Skip to content

[BUG] DPDK raw RX can lose startup traffic under packet load without recovery or clear error reporting #141

@MikesRND

Description

@MikesRND

Summary

When a DPDK RX application is started while traffic is already arriving on the NIC, DAQIRI can report sustained rx_missed_errors and the application observes missing packets after startup as well as malformed HDS split packets.

This was reproduced with Ethernet RX queue using header/data split. The issue appears to be startup-backlog/backpressure related rather than an application parser failure.

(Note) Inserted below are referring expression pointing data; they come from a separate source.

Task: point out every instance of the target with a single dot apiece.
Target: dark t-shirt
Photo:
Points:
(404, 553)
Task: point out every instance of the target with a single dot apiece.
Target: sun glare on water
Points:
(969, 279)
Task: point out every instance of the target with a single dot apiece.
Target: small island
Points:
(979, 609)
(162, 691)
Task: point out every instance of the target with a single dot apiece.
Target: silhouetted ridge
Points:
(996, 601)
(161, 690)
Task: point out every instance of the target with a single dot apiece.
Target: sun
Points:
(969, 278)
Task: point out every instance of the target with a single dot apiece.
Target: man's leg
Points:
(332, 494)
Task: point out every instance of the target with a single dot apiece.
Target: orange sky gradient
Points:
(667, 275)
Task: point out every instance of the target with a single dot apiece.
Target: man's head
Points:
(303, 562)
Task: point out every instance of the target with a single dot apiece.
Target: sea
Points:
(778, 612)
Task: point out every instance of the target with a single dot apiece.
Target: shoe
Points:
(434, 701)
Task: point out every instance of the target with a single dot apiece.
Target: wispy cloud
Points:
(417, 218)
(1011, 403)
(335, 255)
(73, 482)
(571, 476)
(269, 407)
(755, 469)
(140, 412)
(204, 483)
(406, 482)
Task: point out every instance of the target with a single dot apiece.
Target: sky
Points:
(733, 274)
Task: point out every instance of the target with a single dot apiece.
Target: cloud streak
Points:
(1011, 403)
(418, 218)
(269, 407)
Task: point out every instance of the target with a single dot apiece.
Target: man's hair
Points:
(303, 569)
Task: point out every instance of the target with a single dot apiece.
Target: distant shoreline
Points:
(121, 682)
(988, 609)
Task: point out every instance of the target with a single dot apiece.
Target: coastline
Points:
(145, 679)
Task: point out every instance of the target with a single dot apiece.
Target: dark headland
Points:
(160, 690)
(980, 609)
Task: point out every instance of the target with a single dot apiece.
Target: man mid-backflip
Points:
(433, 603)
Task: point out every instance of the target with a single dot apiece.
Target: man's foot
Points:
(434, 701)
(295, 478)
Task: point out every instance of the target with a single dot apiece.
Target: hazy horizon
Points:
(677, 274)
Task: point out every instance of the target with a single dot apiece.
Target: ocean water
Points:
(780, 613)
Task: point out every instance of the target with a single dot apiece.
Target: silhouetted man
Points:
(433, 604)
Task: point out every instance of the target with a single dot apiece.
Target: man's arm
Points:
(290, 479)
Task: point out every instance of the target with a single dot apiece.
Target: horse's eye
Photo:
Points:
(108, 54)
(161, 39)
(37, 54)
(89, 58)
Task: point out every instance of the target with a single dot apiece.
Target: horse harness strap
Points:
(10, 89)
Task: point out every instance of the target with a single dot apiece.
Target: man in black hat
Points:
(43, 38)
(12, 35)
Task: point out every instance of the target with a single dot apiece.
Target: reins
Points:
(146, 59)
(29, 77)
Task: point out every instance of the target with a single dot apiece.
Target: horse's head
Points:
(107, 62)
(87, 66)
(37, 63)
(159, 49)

The same receiver software was demonstrated to pass the same test when using Holoscan advanced networking library.

Observed behavior

Starting up receiver application under TX traffic load, we observed:

  • DAQIRI initializes successfully.
  • RX workers start successfully.
  • The stats thread reports rx_missed_errors: Rx: Dropped <N> packets since last poll 500ms ago
  • The application receives traffic, but with packet gaps/partial batches after startup.
  • A small number of malformed split packets are also be logged:
    Dropped malformed split RX packet ... expected 2 segment(s), found 1
    but the volume of these is tiny compared with rx_missed_errors.

In the observed run, malformed split drops were single digits, while rx_missed_errors reached tens of thousands.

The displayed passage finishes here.